Understanding the Microsoft Cluster Models | Microsoft SQL Server 2005: The Complete Reference: Full Coverage of all New and Improved Features

Microsoft technology offers several cluster models that are available to support SQL Server. They are as follows:

Model A High availability and static load balancing
Model B Hot spare solution with maximum availability
Model C Partial server cluster solution
Model D Virtual server only with no fail-over
Model E Hybrid solutions using the best of the previous models

Model A: High-Availability Solution and Static Load Balancing

Clustering SQL Server provides the ability to recover from resource failure immediately and provide seamless connectivity to your clients and client applications. The resources that can put your data tier in the dark upon failure can be physical, such as hardware, or logical such as a service failure. When resource failure is identified, the failed resource and any resources that are dependent on the failed resource are moved from the failed node.

Clustering is not limited to one fail-over server. Windows Server 2003 cluster support up to eight nodes. The clustering configurations can be a two-node cluster, such as one active server and one standby server waiting for something to fail on the active server, to as cluster solution as critical as eight nodes running their own services. As soon as a resource fails on one node, the next preferred node will be able to seize ownership of the resources and take over from the failed node, the so-called fail-over process. This is about as far as we need to go describing the actual clustering process on Windows Server 2003, as the Cluster Service itself is beyond the scope of this book.

Designing the SQL Server Cluster

Good planning is a vital ingredient of a SQL Server cluster (all clusters for that matter). But you need to have a clear understanding of what your solution needs and the applications that it supports is paramount. Let’s discuss the particulars and some different configurations.

Documenting the Dependencies

You should first start with the physical disk as the first resource SQL Server depends on. Without physical disks in the system on which to install SQL Server, you cannot read any data and begin service. When a SQL Server virtual server fails over, you need to make sure that the first resource that is claimed by the new node is the disk; all clusters come into this world on a hard disk. The next resource in the order of priorities for continuing connectivity is the public network; next comes the network name (which depends on the network); and so on.

To make life easier for yourself, you should sketch or chart the resources and the sequence of the fail-overs.

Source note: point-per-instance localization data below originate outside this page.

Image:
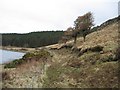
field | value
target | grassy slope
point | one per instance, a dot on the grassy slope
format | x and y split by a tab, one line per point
67	68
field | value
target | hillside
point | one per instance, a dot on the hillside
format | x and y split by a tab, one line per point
31	40
89	64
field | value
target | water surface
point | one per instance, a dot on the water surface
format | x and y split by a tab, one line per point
7	56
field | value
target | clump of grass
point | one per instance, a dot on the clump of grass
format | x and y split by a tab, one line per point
37	55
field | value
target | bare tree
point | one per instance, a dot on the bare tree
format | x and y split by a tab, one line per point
83	24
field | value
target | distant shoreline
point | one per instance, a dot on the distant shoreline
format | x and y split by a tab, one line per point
17	49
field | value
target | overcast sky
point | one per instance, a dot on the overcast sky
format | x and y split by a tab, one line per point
23	16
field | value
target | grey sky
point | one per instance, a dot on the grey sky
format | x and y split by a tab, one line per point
23	16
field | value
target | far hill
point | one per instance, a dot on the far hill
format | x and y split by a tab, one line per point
33	39
89	64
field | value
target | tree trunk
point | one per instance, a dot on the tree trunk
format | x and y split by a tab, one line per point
84	38
75	39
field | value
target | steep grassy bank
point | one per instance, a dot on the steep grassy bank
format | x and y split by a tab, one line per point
90	64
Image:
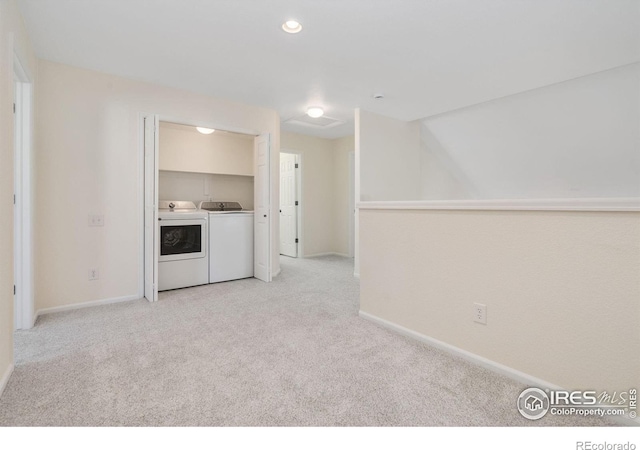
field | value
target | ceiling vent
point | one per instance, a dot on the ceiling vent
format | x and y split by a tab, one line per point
320	122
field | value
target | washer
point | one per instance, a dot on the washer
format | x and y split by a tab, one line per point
230	241
183	256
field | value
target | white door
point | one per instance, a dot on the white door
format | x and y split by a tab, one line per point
288	205
262	215
151	128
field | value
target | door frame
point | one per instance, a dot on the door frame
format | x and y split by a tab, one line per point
352	202
24	308
299	191
143	167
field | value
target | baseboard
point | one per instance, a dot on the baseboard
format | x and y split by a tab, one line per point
5	378
315	255
478	360
105	301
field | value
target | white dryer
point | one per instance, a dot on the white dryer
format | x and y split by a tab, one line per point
183	257
230	241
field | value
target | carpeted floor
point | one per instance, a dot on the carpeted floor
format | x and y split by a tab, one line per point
245	353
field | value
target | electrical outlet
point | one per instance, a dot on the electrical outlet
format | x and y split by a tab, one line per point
480	313
96	220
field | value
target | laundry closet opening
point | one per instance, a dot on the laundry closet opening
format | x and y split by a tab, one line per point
205	206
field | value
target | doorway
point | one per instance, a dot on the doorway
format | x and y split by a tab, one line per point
290	220
150	126
24	311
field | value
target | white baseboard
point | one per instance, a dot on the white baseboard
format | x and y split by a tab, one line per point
5	378
105	301
488	364
315	255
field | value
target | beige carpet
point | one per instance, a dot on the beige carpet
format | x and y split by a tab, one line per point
293	352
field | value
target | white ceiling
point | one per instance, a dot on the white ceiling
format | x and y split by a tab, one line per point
426	56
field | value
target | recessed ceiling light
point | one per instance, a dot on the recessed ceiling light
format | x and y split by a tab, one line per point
292	26
315	112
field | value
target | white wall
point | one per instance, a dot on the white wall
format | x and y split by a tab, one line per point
13	38
325	191
206	186
341	209
562	288
88	144
390	160
184	149
579	138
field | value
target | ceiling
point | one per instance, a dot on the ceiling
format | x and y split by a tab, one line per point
426	56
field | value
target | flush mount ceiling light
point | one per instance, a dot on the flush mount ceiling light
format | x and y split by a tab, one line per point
205	130
315	112
292	26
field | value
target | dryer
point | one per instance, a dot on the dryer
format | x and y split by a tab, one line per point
183	256
230	241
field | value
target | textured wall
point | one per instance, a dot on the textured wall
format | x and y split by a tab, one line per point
13	38
562	289
89	143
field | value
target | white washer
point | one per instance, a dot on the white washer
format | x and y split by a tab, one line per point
230	241
183	256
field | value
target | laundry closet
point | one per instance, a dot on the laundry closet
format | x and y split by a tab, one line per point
205	209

This will help you see what depends on what and what it needs to exist. Failing over the SQL Server virtual server before the network fails over does not make much sense.

Understanding SQL Server Active/Passive Configurations

Active/passive configurations require at least two nodes. One node does all the work. In other words, it processes all connections and serves data while the other node waits; it’s the active partner. The passive node is actually a hot standby server. When a resource fails on the active node, the passive node gains ownership of all dependent resources and become the active partner.

An active/passive cluster configuration ensures that there will be minimal or zero performance degradation due to the failure on the node. As this also doubles the hardware costs (two identical servers), it is not always the most economical option.

A/A Configurations and Multiple Instances

An active/active SQL Server cluster configuration means that each participating node in the cluster is serving requests, but not as part of the same SQL Server instance. Active/ active clusters may appear as if multiple servers are sharing the load of responding to client requests from multiple sources. This, however, is what load-balanced clusters do. An active/active SQL Server actually means that “multiple instances” of SQL Server are running on the nodes of the cluster; not that two nodes of the cluster are active over a single instance of the Master and the other system databases.

N+1 Configurations

N+1 configurations can the best of both worlds for clustering requirements. In an N+1 configuration the term N+1 refers to N nodes with an additional (+1) node running as a standby. This means in a failure scenario the (+1) virtual server takes ownership of the failed resource and any other dependent resource(s). This also means that you can receive more resource productivity out of your hardware and still have a hot standby node to be a dedicated resource in the event of resource failure. The cost is relative; if the application earns $50K a week, then you not only can afford this configuration, you require it.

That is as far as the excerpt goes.